A cabeleireira Ângela Silva, de 59 anos, conta que, quando o expediente acaba, não consegue tomar banho, lavar a louça ou cozinhar. Moradora de Jabaquara, bairro da zona sul de São Paulo, ela reside no mesmo imóvel em que opera seu salão de beleza e diz conviver com a falta de abastecimento, problema que costuma começar por volta das 20h e se estende até a manhã.

Ângela não está sozinha. Moradores de diversas regiões da capital relatam ver as torneiras secas no fim do dia.
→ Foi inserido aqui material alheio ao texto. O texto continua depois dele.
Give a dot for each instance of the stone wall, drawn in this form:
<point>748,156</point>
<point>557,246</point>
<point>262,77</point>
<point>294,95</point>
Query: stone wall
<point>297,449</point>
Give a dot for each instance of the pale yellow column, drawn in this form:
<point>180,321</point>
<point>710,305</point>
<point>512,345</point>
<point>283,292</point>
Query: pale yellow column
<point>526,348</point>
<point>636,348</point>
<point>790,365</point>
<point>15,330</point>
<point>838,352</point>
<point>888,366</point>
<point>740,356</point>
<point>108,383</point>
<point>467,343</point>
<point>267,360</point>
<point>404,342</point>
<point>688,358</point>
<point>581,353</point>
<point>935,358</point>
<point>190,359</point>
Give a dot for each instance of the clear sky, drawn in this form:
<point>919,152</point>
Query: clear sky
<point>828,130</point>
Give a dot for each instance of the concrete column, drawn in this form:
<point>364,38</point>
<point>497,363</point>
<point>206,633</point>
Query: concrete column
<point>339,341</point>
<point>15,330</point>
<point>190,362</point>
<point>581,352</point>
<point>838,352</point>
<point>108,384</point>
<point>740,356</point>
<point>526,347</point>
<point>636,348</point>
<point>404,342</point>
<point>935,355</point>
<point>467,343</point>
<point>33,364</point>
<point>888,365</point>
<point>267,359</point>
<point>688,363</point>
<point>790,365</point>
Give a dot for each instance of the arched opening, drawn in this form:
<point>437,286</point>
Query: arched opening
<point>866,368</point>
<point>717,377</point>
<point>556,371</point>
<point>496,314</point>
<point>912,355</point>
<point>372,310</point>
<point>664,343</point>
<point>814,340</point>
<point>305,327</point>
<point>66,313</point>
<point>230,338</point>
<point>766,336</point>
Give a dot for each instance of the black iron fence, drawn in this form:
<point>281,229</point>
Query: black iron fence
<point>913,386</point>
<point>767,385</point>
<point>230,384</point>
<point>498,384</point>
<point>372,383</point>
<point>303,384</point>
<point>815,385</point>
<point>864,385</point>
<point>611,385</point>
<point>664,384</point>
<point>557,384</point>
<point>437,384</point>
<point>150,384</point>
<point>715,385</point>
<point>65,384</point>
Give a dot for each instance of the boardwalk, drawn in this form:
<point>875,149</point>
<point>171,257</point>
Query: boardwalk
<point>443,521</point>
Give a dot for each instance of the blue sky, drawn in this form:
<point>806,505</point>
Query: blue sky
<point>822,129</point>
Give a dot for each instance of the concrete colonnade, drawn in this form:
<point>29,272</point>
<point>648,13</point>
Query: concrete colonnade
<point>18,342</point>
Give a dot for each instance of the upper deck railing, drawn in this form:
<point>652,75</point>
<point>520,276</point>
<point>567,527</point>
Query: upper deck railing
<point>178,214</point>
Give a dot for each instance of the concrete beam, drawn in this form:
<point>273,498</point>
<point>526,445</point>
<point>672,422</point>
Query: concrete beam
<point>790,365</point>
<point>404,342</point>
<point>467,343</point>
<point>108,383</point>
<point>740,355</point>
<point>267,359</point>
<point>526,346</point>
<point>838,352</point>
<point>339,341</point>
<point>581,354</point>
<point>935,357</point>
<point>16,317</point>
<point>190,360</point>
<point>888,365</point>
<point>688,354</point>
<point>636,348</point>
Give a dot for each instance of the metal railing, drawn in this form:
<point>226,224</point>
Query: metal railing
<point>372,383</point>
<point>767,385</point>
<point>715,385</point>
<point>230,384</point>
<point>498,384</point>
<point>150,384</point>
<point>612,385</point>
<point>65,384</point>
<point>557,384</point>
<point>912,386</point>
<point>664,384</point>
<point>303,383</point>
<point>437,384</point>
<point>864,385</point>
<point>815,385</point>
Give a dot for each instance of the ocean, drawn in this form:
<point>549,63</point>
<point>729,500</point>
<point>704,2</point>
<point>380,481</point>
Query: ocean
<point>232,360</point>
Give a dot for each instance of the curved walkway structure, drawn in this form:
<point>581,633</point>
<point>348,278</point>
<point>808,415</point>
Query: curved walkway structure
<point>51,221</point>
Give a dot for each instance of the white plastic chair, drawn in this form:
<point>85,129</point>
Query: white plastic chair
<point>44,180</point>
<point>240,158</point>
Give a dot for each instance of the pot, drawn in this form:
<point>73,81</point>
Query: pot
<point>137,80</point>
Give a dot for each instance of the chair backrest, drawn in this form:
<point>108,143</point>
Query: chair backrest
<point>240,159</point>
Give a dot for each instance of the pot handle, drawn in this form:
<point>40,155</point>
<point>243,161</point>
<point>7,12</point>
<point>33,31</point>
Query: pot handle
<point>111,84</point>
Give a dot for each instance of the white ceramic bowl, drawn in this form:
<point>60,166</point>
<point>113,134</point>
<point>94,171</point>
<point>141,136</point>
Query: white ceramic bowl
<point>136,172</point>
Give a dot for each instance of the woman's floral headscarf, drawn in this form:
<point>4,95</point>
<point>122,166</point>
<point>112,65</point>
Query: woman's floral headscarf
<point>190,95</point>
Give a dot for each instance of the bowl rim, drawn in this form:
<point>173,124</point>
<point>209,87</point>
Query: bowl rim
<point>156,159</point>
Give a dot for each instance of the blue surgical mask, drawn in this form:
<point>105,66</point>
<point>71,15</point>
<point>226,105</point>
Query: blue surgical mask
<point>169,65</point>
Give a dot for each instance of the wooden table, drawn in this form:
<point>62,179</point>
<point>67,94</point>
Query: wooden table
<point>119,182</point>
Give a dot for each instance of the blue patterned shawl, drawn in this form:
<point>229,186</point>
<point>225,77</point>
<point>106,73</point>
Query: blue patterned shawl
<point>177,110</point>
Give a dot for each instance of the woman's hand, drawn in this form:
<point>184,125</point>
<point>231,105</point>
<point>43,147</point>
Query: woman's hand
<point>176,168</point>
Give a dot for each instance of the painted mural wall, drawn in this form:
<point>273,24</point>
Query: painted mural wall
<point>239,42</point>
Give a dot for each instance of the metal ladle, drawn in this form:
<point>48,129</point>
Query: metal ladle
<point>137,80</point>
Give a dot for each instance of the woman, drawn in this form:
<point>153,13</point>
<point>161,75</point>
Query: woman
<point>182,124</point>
Dados obtidos pelo Estadão via Lei de Acesso à Informação apontam que a Companhia de Saneamento Básico do Estado (Sabesp) teve no primeiro trimestre deste ano o maior número de reclamações ligadas ao abastecimento de água desde a crise hídrica atravessada pela Grande São Paulo entre 2014 e 2016.

Ao todo, a Sabesp foi alvo de 129 queixas direcionadas à Agência Reguladora de Serviços Públicos do Estado (Arsesp) entre janeiro e março deste ano, o maior número desde o 1º trimestre de 2015.

Nos quatro primeiros meses daquele ano, o sistema Cantareira, principal responsável por abastecer a capital e a região metropolitana, supriu a demanda da capital recorrendo à “reserva técnica” do reservatório, que só pode ser utilizada “em situações excepcionais, mediante expressa autorização dos órgãos gestores” por definição.

Desde aquela crise hídrica, a Sabesp passou a reduzir a pressão na sua rede de tubulação, como forma de evitar desperdícios na rede. No ano passado, a própria empresa admitiu que começou a adotar a manobra mais cedo: começava por volta das 23h e foi adiantado para cerca de 21h. As chuvas do último verão elevaram o volume dos reservatórios, mas o Sistema Cantareira, que abastece a Grande São Paulo, tem o menor nível desde 2016 para esta época do ano. Nesta terça-feira, 10, está com 43,5% da capacidade.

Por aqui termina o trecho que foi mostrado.